La cerré como distraídamente y dije:
—¿Qué demonios estás haciendo aquí?
—Es que —sus ojos resplandecían, pero no llegó a sonreír—. Todavía tengo la llave, Dolly.
—Así que tienes la llave, ¿eh? —dije—. Supongo que también tendrás alguna moneda. ¿No piensas usarla para llamar por teléfono?
—Por favor, Dolly, no hagas que me resulte todavía más difícil.
—¿Es que tú has hecho que las cosas me resultaran fáciles a mí? —dije—. ¿Cómo te atreves a volver después de lo que hiciste con toda mi ropa?
—Lo siento, Dolly. Pero creía que se había terminado todo. ¿No me podrías escuchar un momento?
—¿Escuchar? —dije—. Escuchar lo que dicen las mujeres como tú es lo que me llevó a la situación en la que me encuentro —y luego me encogí de hombros—. Muy bien. Dispara, te escucho.
Decidí que aquello era lo mejor. Podía haber visto la pasta y, de todos modos, aquel no era precisamente el momento más indicado para ponernos a reñir. Tenía que llevar una vida tranquila las semanas siguientes. Y mis nervios no podían soportar más complicaciones.

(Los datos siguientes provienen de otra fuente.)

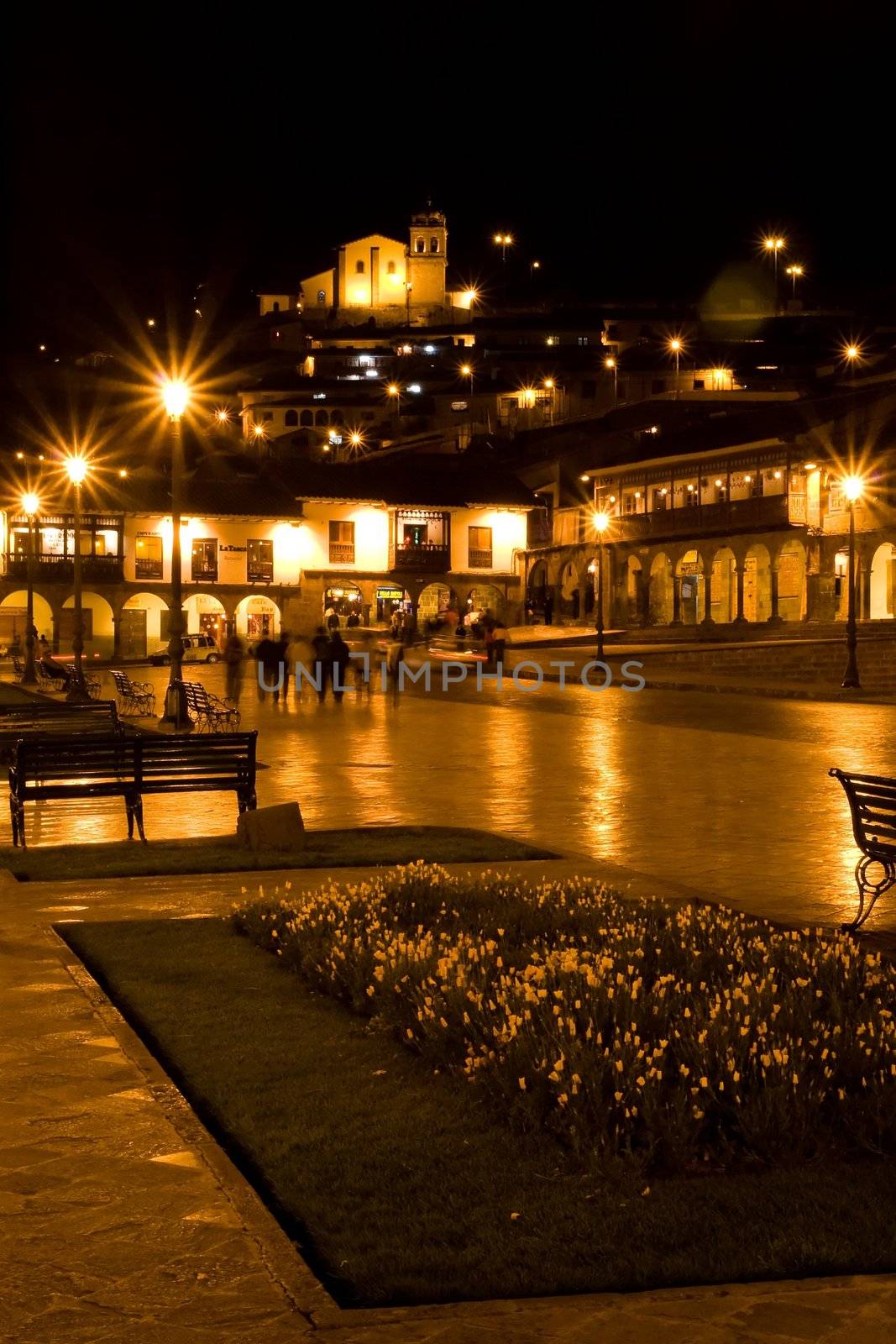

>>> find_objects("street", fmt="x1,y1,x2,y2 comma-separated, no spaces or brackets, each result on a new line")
4,663,896,929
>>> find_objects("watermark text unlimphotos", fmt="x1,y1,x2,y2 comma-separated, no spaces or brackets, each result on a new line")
258,652,646,694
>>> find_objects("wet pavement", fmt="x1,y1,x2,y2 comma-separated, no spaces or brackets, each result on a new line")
0,665,896,932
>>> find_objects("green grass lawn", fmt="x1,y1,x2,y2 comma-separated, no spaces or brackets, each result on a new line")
60,919,896,1305
0,827,556,882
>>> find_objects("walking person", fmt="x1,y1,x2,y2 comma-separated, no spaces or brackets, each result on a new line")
329,630,351,704
224,634,246,704
312,625,331,701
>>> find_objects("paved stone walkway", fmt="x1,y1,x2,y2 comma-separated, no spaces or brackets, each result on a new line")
0,862,896,1344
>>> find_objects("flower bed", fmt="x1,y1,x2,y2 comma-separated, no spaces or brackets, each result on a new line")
233,864,896,1171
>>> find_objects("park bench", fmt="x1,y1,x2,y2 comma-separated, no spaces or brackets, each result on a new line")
184,681,240,732
829,770,896,932
9,732,257,848
112,672,156,717
0,696,123,759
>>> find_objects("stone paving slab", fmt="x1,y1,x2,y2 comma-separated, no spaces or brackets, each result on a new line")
0,858,896,1344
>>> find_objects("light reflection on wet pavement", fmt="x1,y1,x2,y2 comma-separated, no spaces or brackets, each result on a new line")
4,665,896,929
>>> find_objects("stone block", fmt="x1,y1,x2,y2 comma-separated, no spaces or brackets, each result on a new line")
237,802,305,853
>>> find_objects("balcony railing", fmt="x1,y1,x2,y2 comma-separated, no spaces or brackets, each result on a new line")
5,553,123,583
329,542,354,564
609,495,789,540
390,542,451,574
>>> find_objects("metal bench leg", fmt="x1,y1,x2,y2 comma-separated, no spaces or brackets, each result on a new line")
842,855,896,932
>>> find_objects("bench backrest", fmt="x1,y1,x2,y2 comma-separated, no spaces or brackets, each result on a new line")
137,732,258,785
11,732,137,788
829,770,896,858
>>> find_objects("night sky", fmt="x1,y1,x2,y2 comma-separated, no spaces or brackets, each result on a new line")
7,5,896,351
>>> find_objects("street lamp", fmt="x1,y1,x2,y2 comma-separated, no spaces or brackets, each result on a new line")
787,266,804,298
762,238,787,312
22,491,40,685
161,379,191,728
603,354,619,403
495,234,513,265
594,512,610,663
669,336,684,401
65,454,90,704
841,475,865,690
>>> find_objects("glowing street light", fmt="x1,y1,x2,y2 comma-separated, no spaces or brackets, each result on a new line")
762,238,787,312
787,265,806,298
592,511,610,663
65,453,90,704
161,378,192,730
669,336,684,401
841,475,865,690
495,234,513,265
22,491,40,685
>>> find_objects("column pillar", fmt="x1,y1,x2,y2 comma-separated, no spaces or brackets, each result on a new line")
767,562,783,625
670,574,683,625
732,560,747,625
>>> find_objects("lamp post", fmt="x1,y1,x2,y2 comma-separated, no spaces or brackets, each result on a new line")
65,455,90,704
161,379,191,728
669,336,684,401
22,491,40,685
841,475,864,690
594,512,610,663
763,238,786,313
495,234,513,266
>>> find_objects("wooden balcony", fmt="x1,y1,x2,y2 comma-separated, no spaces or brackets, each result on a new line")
390,542,451,574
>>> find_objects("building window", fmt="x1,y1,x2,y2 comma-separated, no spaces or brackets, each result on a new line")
134,536,161,580
329,522,354,564
192,536,217,582
466,527,491,570
246,538,274,583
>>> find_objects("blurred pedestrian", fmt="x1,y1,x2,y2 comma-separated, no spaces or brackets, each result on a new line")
224,634,246,703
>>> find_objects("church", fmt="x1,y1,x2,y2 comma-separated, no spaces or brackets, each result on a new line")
259,207,475,327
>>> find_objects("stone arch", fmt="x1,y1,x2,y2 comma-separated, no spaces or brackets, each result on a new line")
116,593,170,659
867,542,896,621
417,583,457,623
184,593,227,649
59,593,116,659
743,542,771,622
706,546,737,625
321,578,367,627
676,549,706,625
647,551,673,625
773,536,806,621
0,589,54,652
233,593,280,643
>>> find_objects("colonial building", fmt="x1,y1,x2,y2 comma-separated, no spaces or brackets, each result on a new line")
0,459,533,659
259,207,471,327
524,387,896,634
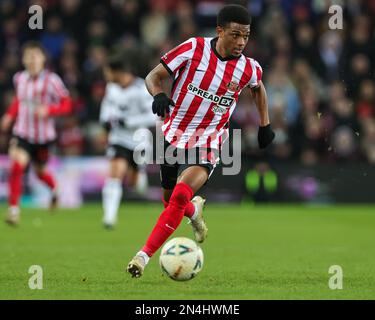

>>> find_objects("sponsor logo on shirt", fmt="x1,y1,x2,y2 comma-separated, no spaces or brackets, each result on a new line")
187,83,235,114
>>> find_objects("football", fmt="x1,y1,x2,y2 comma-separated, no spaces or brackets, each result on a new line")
159,237,203,281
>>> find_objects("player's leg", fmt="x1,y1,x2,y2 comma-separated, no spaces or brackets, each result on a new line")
127,165,208,277
161,188,204,219
31,144,58,210
33,163,58,210
102,156,129,229
5,138,30,225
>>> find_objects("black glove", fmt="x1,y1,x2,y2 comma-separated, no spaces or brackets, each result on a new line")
103,119,126,133
258,124,275,149
152,92,175,117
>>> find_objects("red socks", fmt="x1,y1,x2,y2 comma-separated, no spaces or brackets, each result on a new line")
142,182,194,257
37,171,56,190
9,161,24,207
161,197,195,218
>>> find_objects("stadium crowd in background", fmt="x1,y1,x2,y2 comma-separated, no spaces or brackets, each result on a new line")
0,0,375,165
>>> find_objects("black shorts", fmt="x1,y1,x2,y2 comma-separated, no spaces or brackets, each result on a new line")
9,136,54,165
160,140,220,189
107,144,138,169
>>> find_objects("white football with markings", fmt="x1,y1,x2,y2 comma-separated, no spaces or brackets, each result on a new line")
159,237,203,281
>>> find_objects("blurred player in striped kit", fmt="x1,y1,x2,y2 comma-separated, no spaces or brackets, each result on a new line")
100,50,157,229
0,41,71,225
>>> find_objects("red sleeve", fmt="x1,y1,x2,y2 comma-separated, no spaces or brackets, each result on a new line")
6,97,20,119
48,97,72,116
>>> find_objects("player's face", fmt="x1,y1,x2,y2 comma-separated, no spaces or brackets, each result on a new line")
22,48,46,76
113,71,134,88
217,22,250,57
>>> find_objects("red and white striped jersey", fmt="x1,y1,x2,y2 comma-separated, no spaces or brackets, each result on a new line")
161,37,262,149
9,70,70,144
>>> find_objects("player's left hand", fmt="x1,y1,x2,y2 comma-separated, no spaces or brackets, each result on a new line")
35,105,48,118
152,92,175,117
258,124,275,149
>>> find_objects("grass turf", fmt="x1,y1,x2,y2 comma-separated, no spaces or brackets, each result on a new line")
0,204,375,299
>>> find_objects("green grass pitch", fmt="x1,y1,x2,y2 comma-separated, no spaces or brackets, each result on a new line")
0,203,375,300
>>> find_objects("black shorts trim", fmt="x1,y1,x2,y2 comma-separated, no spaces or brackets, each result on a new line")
160,140,220,189
107,144,138,169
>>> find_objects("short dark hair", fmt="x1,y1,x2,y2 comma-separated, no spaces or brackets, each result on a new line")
217,4,251,27
21,40,47,57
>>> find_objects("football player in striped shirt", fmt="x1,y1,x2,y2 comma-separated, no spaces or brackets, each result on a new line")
127,5,275,277
0,41,71,225
100,51,157,229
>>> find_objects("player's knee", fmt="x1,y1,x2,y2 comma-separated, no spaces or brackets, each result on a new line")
169,182,193,206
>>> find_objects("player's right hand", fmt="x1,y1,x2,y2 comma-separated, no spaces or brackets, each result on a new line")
152,92,175,117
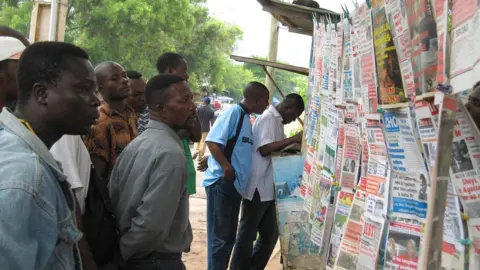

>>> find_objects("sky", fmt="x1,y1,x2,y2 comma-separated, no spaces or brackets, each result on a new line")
206,0,353,67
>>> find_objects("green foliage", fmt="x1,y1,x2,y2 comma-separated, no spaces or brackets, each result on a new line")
0,0,303,100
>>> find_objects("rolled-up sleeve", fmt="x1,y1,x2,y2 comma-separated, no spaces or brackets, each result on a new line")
120,166,186,260
0,188,54,270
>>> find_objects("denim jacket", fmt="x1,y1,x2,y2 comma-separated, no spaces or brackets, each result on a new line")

Joyce titubeó desconfiando del súbito cambio de mi actitud.
—Bueno —dije—. Verás. Será mejor que nos sentemos y tomemos un trago.
—Me parece que no tengo ninguna gana de un trago —dijo ella negando con la cabeza—. Tú ya has tomado unos cuantos, ¿no es así, Dolly? Todo está lleno de botellas y parece como si hubieras dormido con los zapatos puestos y…
La miraba. No decía nada, sólo miraba. Ella esbozó una sonrisa.
—Escúchame un momento. Sólo llevo una hora en casa y… bueno, ¿preparas esas copas?
Cogí una botella y un par de vasos de la cocina. Volví al cuarto de estar y Joyce estaba sentada en la misma silla que había ocupado Pete. Y, bueno, eso me resultó inquietante.
Serví el whisky y le tendí un vaso. Me temblaban las manos.
—¿Por qué eres tan insociable? ¿Por qué no te sientas aquí?
—¿De verdad que quieres?
—Pues claro.
—Entonces… —se sentó en el sofá a mi lado—. Bueno, supongo que sería pedir demasiado esperar que te alegres de verme.
Fruncí el ceño, como pensativo, ya se sabe. Di un sorbo, encendí un pitillo y le pasé otro a ella.
—Es una situación curiosa —dije—. La mujer de alguien le destroza todo lo que tiene y luego se pasa fuera una semana y vuelve y cree que todo está olvidado. El tipo no sabe qué ha sido de su mujer y no le debe de importar. ¿Es eso?